3. Just start. Ultimately, your data doesn’t need to be perfect. “You need some user data that goes back far enough, but don’t let perfect be the enemy of the good,” says Redbord. “It’s better to have something that sort of works, than to delay and have nothing at all.”

After reviewing their 100 brainstormed attributes, the Jebbit team selected five to use in their health scoring system. “With only five attributes, we’d be able to quickly and easily identify the drivers of a health score change and act on that insight,” Marcus adds. These attributes fall into two categories:

  • Platform Usage Levels: How extensive is the customer’s usage of key features? How often do users engage with the platform?
  • Experience Activity: How frequently does a customer launch an experience? What impact does that experience drive?

The scoring system tags customers as green, yellow, or red, depending on their health. With this new algorithm, the Jebbit team can predict renewals at a 93% accuracy rate. “Knowing this has given our CSM team great confidence that they can develop ways of working that guide a customer to green levels,” says Marcus.

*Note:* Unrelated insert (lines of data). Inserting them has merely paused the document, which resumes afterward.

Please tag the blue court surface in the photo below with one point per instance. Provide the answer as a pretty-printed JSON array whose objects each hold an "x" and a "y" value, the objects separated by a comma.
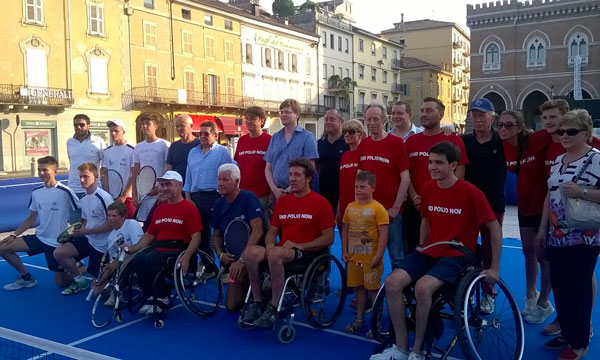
[{"x": 44, "y": 313}]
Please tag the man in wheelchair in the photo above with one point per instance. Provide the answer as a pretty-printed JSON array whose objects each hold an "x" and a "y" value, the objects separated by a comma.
[
  {"x": 451, "y": 208},
  {"x": 304, "y": 222},
  {"x": 175, "y": 226}
]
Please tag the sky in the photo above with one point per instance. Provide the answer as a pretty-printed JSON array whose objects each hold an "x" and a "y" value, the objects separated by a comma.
[{"x": 378, "y": 15}]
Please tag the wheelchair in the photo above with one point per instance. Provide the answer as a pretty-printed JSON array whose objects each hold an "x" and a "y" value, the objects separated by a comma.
[
  {"x": 319, "y": 290},
  {"x": 482, "y": 334}
]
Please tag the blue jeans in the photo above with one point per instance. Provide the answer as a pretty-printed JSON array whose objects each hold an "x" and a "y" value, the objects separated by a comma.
[{"x": 395, "y": 241}]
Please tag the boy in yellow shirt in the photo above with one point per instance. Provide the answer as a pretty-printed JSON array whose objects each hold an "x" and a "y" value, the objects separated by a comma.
[{"x": 364, "y": 239}]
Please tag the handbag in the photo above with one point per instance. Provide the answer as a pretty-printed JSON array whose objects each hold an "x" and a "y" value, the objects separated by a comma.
[{"x": 579, "y": 213}]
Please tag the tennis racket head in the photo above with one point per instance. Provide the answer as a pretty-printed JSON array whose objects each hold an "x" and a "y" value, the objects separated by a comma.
[
  {"x": 236, "y": 237},
  {"x": 112, "y": 183}
]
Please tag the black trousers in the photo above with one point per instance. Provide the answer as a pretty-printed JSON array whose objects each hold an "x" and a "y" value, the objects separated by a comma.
[{"x": 571, "y": 270}]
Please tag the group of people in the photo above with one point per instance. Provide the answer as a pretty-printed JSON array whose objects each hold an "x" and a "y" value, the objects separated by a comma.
[{"x": 397, "y": 190}]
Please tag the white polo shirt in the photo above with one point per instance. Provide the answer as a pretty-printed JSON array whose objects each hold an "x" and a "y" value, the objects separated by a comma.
[
  {"x": 88, "y": 150},
  {"x": 119, "y": 158},
  {"x": 93, "y": 210},
  {"x": 52, "y": 205}
]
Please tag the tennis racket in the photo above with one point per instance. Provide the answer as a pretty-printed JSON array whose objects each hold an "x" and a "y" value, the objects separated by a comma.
[
  {"x": 236, "y": 237},
  {"x": 67, "y": 234},
  {"x": 145, "y": 182},
  {"x": 112, "y": 183}
]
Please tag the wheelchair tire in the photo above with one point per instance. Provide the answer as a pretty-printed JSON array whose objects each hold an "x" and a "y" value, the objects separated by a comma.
[
  {"x": 323, "y": 294},
  {"x": 200, "y": 291},
  {"x": 483, "y": 335}
]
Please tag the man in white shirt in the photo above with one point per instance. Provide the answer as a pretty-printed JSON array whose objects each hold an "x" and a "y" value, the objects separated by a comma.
[
  {"x": 50, "y": 204},
  {"x": 152, "y": 152},
  {"x": 91, "y": 239},
  {"x": 119, "y": 157}
]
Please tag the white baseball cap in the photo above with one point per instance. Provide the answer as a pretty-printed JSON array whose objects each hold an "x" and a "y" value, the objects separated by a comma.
[
  {"x": 117, "y": 122},
  {"x": 171, "y": 175}
]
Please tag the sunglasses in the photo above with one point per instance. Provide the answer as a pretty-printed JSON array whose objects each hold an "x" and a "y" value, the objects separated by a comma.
[{"x": 570, "y": 132}]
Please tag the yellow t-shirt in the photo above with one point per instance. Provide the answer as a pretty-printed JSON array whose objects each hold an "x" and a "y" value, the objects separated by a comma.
[{"x": 363, "y": 234}]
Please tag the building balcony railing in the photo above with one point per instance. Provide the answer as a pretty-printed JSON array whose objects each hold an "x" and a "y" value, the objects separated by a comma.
[{"x": 36, "y": 96}]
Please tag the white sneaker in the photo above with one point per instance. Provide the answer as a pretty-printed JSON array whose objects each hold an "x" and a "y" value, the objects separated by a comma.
[
  {"x": 390, "y": 353},
  {"x": 539, "y": 314},
  {"x": 529, "y": 304}
]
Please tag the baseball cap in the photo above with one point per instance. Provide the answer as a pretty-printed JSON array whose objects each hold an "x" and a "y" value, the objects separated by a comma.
[
  {"x": 482, "y": 104},
  {"x": 171, "y": 175},
  {"x": 117, "y": 122}
]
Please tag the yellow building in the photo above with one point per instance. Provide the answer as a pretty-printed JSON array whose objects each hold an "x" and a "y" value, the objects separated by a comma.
[
  {"x": 185, "y": 58},
  {"x": 61, "y": 58},
  {"x": 442, "y": 44},
  {"x": 421, "y": 79}
]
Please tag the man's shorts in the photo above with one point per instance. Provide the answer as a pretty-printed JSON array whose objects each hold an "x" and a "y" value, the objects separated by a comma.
[
  {"x": 446, "y": 269},
  {"x": 85, "y": 249},
  {"x": 36, "y": 246},
  {"x": 363, "y": 275}
]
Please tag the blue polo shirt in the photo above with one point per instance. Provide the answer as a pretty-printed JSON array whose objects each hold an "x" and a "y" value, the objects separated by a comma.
[
  {"x": 279, "y": 153},
  {"x": 203, "y": 169}
]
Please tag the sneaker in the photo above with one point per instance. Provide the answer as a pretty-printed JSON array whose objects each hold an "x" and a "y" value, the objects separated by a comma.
[
  {"x": 558, "y": 343},
  {"x": 75, "y": 287},
  {"x": 529, "y": 304},
  {"x": 487, "y": 304},
  {"x": 253, "y": 311},
  {"x": 268, "y": 318},
  {"x": 355, "y": 326},
  {"x": 20, "y": 283},
  {"x": 539, "y": 314},
  {"x": 393, "y": 352}
]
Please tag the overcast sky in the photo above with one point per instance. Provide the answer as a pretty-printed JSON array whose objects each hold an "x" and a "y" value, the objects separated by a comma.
[{"x": 378, "y": 15}]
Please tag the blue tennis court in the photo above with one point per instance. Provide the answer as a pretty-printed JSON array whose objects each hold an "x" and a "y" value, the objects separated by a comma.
[{"x": 44, "y": 313}]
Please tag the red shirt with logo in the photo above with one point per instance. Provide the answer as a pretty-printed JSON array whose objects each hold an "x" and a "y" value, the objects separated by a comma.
[
  {"x": 249, "y": 155},
  {"x": 386, "y": 159},
  {"x": 417, "y": 147},
  {"x": 531, "y": 183},
  {"x": 301, "y": 219},
  {"x": 175, "y": 222},
  {"x": 348, "y": 170},
  {"x": 453, "y": 213}
]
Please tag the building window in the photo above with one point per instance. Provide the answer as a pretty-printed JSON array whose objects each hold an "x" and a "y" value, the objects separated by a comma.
[
  {"x": 209, "y": 47},
  {"x": 149, "y": 34},
  {"x": 96, "y": 20}
]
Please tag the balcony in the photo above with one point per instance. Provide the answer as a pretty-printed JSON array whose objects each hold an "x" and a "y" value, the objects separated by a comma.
[{"x": 35, "y": 96}]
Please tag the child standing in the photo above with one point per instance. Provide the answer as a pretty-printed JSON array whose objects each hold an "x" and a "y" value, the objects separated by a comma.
[{"x": 364, "y": 239}]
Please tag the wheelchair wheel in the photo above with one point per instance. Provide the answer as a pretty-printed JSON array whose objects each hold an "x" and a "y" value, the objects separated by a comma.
[
  {"x": 323, "y": 292},
  {"x": 200, "y": 290},
  {"x": 487, "y": 332}
]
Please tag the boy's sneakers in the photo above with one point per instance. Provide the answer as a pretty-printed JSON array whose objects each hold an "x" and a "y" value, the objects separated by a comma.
[
  {"x": 75, "y": 287},
  {"x": 21, "y": 283}
]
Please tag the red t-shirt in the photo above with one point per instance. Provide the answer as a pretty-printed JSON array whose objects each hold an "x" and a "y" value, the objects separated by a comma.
[
  {"x": 531, "y": 183},
  {"x": 249, "y": 155},
  {"x": 301, "y": 219},
  {"x": 386, "y": 159},
  {"x": 175, "y": 222},
  {"x": 454, "y": 213},
  {"x": 417, "y": 148},
  {"x": 348, "y": 170}
]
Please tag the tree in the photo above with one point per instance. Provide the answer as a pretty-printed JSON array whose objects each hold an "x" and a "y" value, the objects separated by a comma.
[{"x": 283, "y": 8}]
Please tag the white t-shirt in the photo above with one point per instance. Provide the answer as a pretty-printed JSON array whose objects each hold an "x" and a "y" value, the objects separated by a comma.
[
  {"x": 119, "y": 158},
  {"x": 88, "y": 150},
  {"x": 93, "y": 210},
  {"x": 131, "y": 232},
  {"x": 52, "y": 205}
]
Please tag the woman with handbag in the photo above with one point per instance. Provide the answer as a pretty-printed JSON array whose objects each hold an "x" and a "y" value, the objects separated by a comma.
[{"x": 569, "y": 230}]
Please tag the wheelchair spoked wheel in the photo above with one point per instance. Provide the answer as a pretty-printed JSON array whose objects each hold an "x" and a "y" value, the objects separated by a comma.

5. Operationalize Your Health Scoring

“The value of a health score is as much about how you operationalize it as it is how it’s built. You can have the most accurate health score in the world, but if you fail to use it, it won’t help customers see more success,” says Redbord.

Reflecting on your original goal (why you are doing this in the first place), ask yourself:

  • Who needs to access this information? This could include CSMs, a CS department, or startup executives.
  • How will you proactively communicate with them? Dashboards and data visualizations can help show customer health, but you’ll also need to explain the context of the scoring system and set expectations for how you’ll use it.
  • How will you measure its impact? Set quarterly or monthly targets to track the impact of your health score in a way that connects back to your original goal.

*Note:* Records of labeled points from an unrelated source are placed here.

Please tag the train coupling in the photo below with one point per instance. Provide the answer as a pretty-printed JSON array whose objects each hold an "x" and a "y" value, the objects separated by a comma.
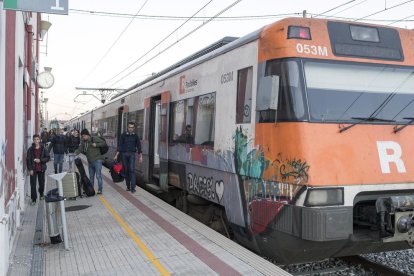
[{"x": 396, "y": 218}]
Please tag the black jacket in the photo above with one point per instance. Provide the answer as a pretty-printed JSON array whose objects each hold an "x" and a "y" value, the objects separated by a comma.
[
  {"x": 59, "y": 144},
  {"x": 73, "y": 143},
  {"x": 44, "y": 158},
  {"x": 129, "y": 143}
]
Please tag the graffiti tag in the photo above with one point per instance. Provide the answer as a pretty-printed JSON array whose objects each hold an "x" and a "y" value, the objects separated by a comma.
[{"x": 205, "y": 187}]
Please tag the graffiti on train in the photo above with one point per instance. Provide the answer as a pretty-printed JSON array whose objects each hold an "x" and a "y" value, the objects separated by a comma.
[
  {"x": 275, "y": 180},
  {"x": 205, "y": 187}
]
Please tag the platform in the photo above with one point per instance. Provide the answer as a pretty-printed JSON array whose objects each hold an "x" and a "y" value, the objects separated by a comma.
[{"x": 119, "y": 233}]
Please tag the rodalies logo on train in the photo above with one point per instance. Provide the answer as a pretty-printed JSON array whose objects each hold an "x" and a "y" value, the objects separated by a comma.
[{"x": 390, "y": 152}]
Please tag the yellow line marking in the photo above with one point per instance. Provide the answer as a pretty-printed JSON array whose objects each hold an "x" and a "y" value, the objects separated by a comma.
[{"x": 137, "y": 240}]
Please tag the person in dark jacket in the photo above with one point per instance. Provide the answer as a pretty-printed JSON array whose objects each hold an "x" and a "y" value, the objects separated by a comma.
[
  {"x": 36, "y": 159},
  {"x": 90, "y": 147},
  {"x": 128, "y": 145},
  {"x": 59, "y": 145},
  {"x": 73, "y": 144},
  {"x": 44, "y": 137}
]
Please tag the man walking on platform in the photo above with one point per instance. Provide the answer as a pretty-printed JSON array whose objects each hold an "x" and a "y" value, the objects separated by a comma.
[
  {"x": 44, "y": 137},
  {"x": 36, "y": 159},
  {"x": 90, "y": 147},
  {"x": 128, "y": 145},
  {"x": 59, "y": 145}
]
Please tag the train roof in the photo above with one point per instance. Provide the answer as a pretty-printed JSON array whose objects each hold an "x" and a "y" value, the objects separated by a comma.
[{"x": 221, "y": 46}]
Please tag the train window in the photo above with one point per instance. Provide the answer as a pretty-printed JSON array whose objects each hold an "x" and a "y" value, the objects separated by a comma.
[
  {"x": 350, "y": 91},
  {"x": 292, "y": 101},
  {"x": 192, "y": 120},
  {"x": 204, "y": 127},
  {"x": 178, "y": 119},
  {"x": 244, "y": 95}
]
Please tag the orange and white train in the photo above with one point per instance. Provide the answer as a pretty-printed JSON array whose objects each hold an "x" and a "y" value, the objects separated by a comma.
[{"x": 297, "y": 139}]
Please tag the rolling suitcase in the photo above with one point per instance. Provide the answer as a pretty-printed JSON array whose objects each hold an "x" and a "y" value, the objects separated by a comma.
[
  {"x": 84, "y": 180},
  {"x": 71, "y": 185}
]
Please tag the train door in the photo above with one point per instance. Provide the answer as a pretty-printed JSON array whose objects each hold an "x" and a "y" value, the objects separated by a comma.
[
  {"x": 122, "y": 121},
  {"x": 158, "y": 137}
]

This is where tech comes in. “At this stage, consider looking for a customer success platform to help,” says Honnoll. “It’ll streamline operations—even for back-end automation.”

Jebbit needed to easily access health scores across their entire customer base, so dashboards break down data by each CSM cohort of customers and are made available across the company. “We leverage our dashboards daily to guide our behavior, focus our efforts, and give us an overall temperature check on our customer base,” says Marcus.

Dashboards include:

Note: The images below reflect fictional data.

1. Trend lines for the percentage of customers in Red, Yellow, or Green. These can be sorted daily, weekly or monthly. CSMs can also update the graph for their customers only. This view gives the Jebbit team visibility into macro impacts on customer health and allows them to get ahead of risks.

Customer Health Score Trendline

2. Single customer view. This shows the current health factors for any specific customers and is valuable for QBR preparation and internal health checks.

Single Customer View

3. Changes in health. This shows customers whose health score has increased or decreased over any time frame. This view is one of the most valuable, as it helps to proactively flag and address risks or opportunities.

Customer Health Breakdown

4. A sortable, high-level snapshot. This chart shows all Customers, their health scores, the factors contributing to their health score, and their CS team contacts.

Customer Health View Breakdown

As you work through this system, your scoring system will continue to evolve and iterate. You can refresh data, look for new attributes to track, test different notifications for health score changes, and think of additional ways to integrate these customer insights across your company.

“As your company grows, as your customers grow, as you begin to understand your customers better… it’s constantly evolving and changing. You’ll set it and continue to tweak it,” says Honnoll.

Big Picture

While it can be difficult to get right, “ultimately, customer health scoring enables you to trap information, normalize data, find trends—and rinse and repeat that process,” says Honnoll.

But customer health and happiness can’t exist in a CS silo. This feedback loop must connect to all aspects of the business—engineering, product, marketing, and sales, which is why it all begins by building your startup for customer success.